Limiting a Firm’s Exposure When an Affiliated Agent Has a Side Business
QUESTION: An agent affiliated with my firm received a complaint that was filed with the North Carolina Real Estate Commission regarding a property management issue. My firm only handles sales transactions, and this particular agent does property management on the side under his own firm. The Commission asked for a response from both my firm and the agent, because the tenant stated that my firm had been involved. We were able to show the Commission that my firm had no interaction with the tenant, but it got me thinking, should I do something to make sure our firm does not get entangled with an agent’s side business?

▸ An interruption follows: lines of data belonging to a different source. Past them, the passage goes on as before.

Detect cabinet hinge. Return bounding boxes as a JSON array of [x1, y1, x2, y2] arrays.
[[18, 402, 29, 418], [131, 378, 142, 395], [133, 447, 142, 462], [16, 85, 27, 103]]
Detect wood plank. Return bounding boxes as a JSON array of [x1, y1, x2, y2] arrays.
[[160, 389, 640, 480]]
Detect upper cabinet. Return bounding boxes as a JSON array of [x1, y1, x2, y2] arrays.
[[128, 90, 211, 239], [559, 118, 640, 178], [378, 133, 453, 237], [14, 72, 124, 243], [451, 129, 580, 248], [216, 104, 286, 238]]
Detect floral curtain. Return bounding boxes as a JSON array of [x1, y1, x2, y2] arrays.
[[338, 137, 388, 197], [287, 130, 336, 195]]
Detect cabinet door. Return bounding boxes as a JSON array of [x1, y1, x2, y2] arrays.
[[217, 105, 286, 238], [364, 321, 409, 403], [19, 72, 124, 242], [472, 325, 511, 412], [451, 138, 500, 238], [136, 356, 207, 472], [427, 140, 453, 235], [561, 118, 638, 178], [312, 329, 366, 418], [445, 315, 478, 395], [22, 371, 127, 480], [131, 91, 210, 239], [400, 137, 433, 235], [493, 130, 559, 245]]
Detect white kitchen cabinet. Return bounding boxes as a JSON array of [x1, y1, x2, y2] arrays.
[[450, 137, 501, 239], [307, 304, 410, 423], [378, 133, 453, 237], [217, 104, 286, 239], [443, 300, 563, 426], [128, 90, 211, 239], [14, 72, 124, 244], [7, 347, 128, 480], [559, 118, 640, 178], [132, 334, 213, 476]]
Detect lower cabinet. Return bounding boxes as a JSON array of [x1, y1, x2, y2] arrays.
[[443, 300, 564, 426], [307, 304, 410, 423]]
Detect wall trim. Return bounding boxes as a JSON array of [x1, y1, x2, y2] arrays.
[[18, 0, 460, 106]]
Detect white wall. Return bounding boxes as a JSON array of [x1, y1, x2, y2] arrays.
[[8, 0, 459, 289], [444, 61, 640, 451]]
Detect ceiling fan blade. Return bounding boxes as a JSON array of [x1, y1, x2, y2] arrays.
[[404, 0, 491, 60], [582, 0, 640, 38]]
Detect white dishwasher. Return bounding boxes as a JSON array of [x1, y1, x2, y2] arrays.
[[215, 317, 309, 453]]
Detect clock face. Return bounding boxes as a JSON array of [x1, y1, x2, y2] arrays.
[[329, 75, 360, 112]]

ANSWER: There are several things you can do to mitigate your firm’s exposure caused by an affiliated agent’s actions outside your firm. Specifically, you could limit your agent’s actual and apparent authority. Actual authority is the authority that the agent reasonably thinks he possesses, conferred either intentionally or by want of ordinary care by the principal. Apparent authority is the authority that the principal: (1) has held the agent out as possessing; or (2) permitted the agent to represent that he possesses. Under apparent authority, the principal’s liability for an agent’s action is determined by what authority a person in the exercise of reasonable care was justified in believing the agent possessed.
In this case, your agent has actual authority to represent the firm in its representation of buyers and sellers. He does not have actual authority to bind your firm to an agency agreement with a landlord. However, even though the agent does not have actual authority to bind your firm to a landlord, the agent may have apparent authority. This is because the agent is affiliated with your firm. That affiliation could, in some circumstances, make a landlord believe that your agent is authorized to sign a property management agreement with your firm, even if your firm doesn’t practice property management.
You were fortunate here to be able to show that your firm was not involved with the complaining tenant. To better protect your firm going forward, you might consider doing several things. First, a well-drawn independent contractor agreement will, among other things, require your agent to: (1) take active measures to clearly disclose in their side business materials that your firm is not involved; (2) safeguard your firm’s confidential business information; and (3) require the agent to reimburse the firm and hold the firm harmless should the firm be named in a lawsuit or Commission complaint related to the agent’s side business. Second, you should review your agent’s side business documents to make sure they have clearly disclosed that your firm is not associated with the side business’s activities.